The Global Real-Time Ocean Forecast System (Global RTOFS) is based on an eddy resolving 1/12° global HYCOM (HYbrid Coordinates Ocean Model) (Chassignet et al., 2009) and is part of a larger national backbone capability of ocean modeling at NWS in a strong partnership with US Navy. The Global RTOFS ocean model became operational 25 October 2011.

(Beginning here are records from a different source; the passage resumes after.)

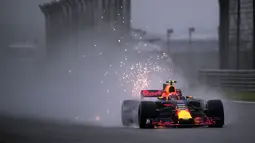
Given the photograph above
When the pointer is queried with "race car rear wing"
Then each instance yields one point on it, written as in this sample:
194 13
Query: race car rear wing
151 93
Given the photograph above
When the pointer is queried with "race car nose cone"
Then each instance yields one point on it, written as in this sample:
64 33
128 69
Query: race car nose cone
184 115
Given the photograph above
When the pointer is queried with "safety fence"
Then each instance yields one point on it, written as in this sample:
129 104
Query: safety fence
237 80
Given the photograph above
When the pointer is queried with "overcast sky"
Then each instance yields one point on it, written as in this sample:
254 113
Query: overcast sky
158 15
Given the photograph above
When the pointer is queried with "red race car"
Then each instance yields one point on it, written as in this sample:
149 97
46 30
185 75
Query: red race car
171 110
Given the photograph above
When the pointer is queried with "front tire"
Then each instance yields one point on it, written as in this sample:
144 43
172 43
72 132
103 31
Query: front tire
215 109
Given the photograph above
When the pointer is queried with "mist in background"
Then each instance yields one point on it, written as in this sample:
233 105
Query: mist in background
91 85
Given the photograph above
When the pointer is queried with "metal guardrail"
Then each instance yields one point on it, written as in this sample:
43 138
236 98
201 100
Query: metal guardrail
238 80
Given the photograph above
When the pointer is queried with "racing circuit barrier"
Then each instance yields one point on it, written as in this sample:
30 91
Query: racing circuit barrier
237 80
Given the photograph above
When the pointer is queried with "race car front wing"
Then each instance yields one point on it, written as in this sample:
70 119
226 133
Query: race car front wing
168 122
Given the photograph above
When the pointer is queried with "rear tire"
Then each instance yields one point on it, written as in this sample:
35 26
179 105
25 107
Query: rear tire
147 109
215 109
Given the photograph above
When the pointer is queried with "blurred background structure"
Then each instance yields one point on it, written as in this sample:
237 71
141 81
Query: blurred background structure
66 20
237 47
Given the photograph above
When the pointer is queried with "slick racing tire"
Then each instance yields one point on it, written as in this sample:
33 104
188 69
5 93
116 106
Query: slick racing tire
215 109
147 109
128 106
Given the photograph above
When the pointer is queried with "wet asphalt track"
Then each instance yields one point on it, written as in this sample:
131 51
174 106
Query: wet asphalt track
28 131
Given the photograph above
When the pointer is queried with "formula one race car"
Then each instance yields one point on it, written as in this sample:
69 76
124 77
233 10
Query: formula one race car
174 112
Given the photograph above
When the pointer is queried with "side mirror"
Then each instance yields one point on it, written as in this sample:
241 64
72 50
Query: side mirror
189 97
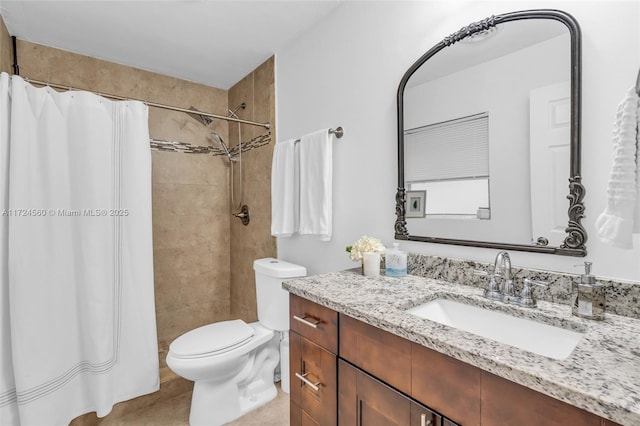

In 2020 the Global RTOFS ocean model was upgraded to Version 2.0, which introduces a high-resolution ocean data assimilation capability to the forecast system for the first time (Garraffo, et al., 2020). Global RTOFS provides predictions for up to eight days of ocean currents, salinity, temperature and sea ice conditions around the world.

The NOAA announcement regarding the upgraded system is here:
NOAA upgrades flagship ocean forecasting system

A Brief Description

A poster on the Global RTOFS ocean model presented at the GODAE OceanView - GSOP - CLIVAR Workshop on Observing System Evaluation and Intercomparisons, Univ. of California Santa Cruz, CA, USA, 13-17 June 2011, is available here.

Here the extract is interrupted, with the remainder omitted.